U of T’s most visible new student group, the Secular Alliance, participated in the International Campaign Against Sharia law in Canada rally held Thursday at Queen’s Park. While they couldn’t get SAC on their side, the event was heard by someone else: Premier Dalton McGuinty. Bowing to worldwide outcry, the Premier announced late yesterday that Sharia law will not be implemented in Ontario.
“I’ve come to the conclusion that the debate has gone on long enough,” he said.
“There will be no Sharia law in Ontario. There will be no religious arbitration in Ontario. There will be one law for all Ontarians.”
SA President Justin Trottier voiced his reaction to the news late last night: “I haven’t had a chance to digest it, but I’m personally thrilled…this is the first time that the SA has taken a stand and seen the government respond. It’s a real victory for human rights.”
The Secular Alliance had been prominent in the international push to outlaw Sharia.
“Cultures do not all share the same values, even at their core, and values which contravene freedom and human dignity are not to be respected,” said Trottier in his speech at Thursday’s rally. “Recognizing more than one set of values for different categories of citizens amounts to racism of the sort that was practiced against slaves, women, and minority groups for millennia. In this manner, multicultural ideology practices the very thing it seeks to eliminate.”
The SA proposed a motion for SAC to support the rally at the executive meeting August 29, but SAC’s VP External Jennifer Hassum disagreed.
“I just don’t believe that the case was made by the Secular Alliance for SAC to support this motion,” she said. “SAC has supported and will continue to support individuals’ freedom of choice to resolve their family disputes their own way, religious or otherwise.”
Trottier dismissed SAC’s decision to not support the rally as playing politics. “SAC has always been very politically active.
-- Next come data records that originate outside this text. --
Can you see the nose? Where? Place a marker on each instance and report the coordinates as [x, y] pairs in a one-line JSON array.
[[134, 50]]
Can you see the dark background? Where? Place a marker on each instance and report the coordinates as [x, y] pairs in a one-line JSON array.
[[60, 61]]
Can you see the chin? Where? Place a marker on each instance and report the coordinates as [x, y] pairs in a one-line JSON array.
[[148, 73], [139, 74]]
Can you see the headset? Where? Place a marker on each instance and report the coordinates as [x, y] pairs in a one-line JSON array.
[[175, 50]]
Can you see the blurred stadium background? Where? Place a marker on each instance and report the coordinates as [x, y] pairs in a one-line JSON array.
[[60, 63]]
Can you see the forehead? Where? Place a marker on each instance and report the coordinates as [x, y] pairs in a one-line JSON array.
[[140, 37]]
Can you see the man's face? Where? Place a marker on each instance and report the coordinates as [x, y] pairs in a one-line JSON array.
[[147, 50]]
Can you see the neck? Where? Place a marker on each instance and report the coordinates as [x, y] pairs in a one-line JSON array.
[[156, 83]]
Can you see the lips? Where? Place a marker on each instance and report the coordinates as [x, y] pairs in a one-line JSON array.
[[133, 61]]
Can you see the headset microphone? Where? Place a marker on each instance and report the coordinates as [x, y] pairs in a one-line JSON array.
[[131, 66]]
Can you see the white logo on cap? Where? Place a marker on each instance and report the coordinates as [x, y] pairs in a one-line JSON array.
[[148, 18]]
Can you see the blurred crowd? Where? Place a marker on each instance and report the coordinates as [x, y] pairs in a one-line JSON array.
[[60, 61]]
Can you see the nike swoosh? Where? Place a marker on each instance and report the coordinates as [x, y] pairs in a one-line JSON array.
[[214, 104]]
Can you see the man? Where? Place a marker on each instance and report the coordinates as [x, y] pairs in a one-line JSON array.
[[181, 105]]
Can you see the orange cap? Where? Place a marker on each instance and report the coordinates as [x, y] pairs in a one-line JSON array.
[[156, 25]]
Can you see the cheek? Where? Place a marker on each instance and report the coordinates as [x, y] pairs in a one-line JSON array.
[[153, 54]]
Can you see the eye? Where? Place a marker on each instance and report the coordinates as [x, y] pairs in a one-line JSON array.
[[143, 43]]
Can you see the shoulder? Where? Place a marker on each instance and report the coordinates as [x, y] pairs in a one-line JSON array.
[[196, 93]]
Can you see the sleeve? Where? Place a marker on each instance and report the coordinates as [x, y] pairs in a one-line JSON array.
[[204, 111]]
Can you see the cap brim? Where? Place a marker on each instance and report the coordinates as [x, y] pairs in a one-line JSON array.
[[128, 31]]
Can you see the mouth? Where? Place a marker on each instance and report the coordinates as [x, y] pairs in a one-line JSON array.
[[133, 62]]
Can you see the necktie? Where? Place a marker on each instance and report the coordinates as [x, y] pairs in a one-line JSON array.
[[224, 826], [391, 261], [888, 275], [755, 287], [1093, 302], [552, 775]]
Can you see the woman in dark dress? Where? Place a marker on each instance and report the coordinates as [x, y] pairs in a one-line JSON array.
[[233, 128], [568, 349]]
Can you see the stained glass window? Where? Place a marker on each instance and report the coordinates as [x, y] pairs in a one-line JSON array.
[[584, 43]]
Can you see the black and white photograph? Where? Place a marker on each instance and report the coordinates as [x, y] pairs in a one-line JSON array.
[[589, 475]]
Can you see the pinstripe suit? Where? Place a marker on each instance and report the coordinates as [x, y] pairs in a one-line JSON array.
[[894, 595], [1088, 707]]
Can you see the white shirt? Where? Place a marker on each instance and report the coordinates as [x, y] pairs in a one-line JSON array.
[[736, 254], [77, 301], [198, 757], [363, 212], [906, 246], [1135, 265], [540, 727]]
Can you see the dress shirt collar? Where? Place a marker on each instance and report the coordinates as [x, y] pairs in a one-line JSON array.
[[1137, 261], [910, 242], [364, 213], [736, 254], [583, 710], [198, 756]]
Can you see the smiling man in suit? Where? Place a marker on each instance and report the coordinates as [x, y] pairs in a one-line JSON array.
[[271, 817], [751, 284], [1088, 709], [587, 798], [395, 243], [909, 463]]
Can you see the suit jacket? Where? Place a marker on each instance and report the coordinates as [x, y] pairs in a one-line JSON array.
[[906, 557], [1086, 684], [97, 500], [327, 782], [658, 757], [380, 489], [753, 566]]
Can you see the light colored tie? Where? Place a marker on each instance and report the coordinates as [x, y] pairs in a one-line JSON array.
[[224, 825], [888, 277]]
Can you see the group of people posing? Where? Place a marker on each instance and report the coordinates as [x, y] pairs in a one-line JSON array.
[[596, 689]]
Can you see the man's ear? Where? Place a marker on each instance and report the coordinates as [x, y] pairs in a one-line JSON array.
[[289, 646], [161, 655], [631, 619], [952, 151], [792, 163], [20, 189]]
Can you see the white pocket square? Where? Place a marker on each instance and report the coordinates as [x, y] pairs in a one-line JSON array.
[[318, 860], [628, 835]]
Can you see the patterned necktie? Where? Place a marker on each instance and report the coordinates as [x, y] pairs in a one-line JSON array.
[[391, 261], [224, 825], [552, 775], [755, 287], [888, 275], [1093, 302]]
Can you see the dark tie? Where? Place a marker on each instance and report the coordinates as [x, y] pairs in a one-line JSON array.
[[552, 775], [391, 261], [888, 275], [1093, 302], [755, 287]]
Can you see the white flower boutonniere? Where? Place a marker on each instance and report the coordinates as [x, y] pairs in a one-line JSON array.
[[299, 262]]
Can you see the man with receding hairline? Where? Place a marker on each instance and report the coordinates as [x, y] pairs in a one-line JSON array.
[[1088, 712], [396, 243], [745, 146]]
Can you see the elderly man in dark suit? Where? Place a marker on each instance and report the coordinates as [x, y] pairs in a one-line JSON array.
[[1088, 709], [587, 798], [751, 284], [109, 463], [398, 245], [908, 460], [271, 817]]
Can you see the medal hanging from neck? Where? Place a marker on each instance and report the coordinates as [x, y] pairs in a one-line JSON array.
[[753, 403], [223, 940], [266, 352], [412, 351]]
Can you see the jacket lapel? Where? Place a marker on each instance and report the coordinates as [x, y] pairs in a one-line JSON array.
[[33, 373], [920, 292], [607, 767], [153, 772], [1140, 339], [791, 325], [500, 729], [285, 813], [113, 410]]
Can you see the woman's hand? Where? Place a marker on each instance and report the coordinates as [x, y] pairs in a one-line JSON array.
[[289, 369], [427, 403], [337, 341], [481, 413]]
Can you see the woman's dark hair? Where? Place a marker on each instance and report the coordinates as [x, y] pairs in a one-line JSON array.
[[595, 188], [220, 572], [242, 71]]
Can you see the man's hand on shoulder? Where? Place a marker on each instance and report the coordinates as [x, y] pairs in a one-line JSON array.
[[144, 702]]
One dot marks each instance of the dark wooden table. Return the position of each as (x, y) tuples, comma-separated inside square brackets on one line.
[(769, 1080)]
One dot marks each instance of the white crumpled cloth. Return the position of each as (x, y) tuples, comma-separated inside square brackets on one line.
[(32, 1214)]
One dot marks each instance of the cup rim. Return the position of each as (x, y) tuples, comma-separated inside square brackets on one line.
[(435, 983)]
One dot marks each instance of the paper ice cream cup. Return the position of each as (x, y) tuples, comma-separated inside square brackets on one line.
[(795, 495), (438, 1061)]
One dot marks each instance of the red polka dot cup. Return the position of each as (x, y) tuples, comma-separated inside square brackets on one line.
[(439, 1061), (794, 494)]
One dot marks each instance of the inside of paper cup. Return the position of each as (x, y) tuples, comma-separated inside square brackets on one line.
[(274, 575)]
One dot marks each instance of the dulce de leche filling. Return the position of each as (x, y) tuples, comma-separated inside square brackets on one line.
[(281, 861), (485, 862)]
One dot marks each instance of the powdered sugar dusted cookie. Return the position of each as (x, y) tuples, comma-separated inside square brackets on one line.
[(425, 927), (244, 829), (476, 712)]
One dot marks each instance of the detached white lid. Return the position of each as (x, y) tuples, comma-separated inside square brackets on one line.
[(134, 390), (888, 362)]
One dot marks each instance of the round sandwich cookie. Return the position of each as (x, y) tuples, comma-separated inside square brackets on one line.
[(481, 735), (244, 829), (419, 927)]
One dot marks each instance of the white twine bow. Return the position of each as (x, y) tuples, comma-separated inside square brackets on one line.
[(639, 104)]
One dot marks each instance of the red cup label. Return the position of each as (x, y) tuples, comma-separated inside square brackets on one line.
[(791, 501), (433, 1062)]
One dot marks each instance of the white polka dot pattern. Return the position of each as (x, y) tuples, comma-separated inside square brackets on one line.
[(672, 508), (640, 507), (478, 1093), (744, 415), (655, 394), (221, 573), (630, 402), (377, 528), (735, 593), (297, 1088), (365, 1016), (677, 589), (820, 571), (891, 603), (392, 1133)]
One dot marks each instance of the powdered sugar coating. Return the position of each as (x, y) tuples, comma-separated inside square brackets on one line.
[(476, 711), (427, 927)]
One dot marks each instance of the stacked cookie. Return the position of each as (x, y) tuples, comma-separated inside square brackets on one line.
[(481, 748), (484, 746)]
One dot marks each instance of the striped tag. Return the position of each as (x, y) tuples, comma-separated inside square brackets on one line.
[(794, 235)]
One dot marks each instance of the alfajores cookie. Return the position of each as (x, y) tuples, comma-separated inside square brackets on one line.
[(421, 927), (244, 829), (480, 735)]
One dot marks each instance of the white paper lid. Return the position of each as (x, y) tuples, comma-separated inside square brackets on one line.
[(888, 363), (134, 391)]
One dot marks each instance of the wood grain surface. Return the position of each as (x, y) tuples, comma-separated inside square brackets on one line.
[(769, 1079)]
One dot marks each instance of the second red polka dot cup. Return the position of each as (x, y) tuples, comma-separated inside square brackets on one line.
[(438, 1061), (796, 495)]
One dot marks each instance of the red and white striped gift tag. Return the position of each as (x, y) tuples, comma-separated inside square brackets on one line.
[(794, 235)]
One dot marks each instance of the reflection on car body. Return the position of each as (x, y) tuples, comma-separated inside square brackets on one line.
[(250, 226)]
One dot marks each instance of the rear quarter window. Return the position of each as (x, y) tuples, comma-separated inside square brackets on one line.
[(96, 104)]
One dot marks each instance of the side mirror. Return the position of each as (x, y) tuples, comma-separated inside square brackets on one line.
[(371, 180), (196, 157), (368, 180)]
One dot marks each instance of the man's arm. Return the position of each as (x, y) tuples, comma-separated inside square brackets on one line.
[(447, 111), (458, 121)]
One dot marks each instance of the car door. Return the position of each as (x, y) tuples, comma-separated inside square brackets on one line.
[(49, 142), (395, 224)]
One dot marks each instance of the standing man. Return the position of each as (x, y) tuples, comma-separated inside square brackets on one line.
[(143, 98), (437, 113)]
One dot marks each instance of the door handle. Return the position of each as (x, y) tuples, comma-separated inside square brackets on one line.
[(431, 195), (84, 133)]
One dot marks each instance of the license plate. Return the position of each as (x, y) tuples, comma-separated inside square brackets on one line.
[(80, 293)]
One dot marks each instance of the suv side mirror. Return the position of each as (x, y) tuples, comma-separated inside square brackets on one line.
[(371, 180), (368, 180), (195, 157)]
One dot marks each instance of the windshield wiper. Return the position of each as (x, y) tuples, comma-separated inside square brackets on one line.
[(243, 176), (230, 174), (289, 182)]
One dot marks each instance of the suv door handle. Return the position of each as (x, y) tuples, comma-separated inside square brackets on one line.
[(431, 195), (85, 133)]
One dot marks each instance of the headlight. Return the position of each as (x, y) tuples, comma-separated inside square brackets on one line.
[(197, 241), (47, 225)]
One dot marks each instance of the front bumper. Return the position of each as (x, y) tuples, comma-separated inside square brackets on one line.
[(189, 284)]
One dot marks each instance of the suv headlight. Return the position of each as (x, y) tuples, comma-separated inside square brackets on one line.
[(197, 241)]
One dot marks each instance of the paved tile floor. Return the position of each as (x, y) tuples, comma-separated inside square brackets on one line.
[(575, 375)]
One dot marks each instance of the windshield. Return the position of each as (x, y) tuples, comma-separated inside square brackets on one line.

Through their policy book, which condemns the Iraq war, they funded a trip to protest the Republican convention. If SAC can take issue with another country’s war halfway around the world, surely a human rights issue right here in this very city should be at least within SAC’s scope to examine.”
The strong media presence at last Thursday’s demonstration highlighted this issue’s hot-button nature. The group presented over a dozen speakers, many of whom came from countries with courts governed by Sharia law. They pleaded Premier Dalton McGuinty to repeal the Family Law portion of the 1991 Arbitration Act, which allows legally binding faith-based arbitration of some civil disputes.
Mahmood Ahmadi, spokesperson of the Federation of Iranian Refugees, spoke out emotionally. “Open your eyes,” Ahmadi said. “It’s not only in Iran, Iraq, or Afghanistan that political Islamists are attacking our secular system, but here in the West, here in Canada. The leader of Ontario’s Government is attacking our secularism. Shame on you, Mr. McGuinty.”
The event drew nearly 300 people, and was held in six other Canadian cities, as well as London, England, Amsterdam, and Paris. The group warned the Premier that any movement backwards in the struggle for women’s rights in Ontario will have dire consequences for the Liberals in the next election.
“I’m so happy, I’m dancing. This is the biggest victory we’ve had. Now that faith-based arbitration is illegal, we want the government to enforce it. No imam has been arrested for performing polygamous marriages, for example,” said rally coordinator Homa Arjomand.
McGuinty promised his Liberal government would introduce legislation “as soon as possible” to outlaw such arbitrations in Ontario in his statement yesterday.
Mubin Sheikh of the Noor Mosque accused protesters of racism Thursday for condemning Sharia.
“The government has already made it clear that it is ok to intervene when matters of religion go too far, and they are not labeled racists,” responded Trottier.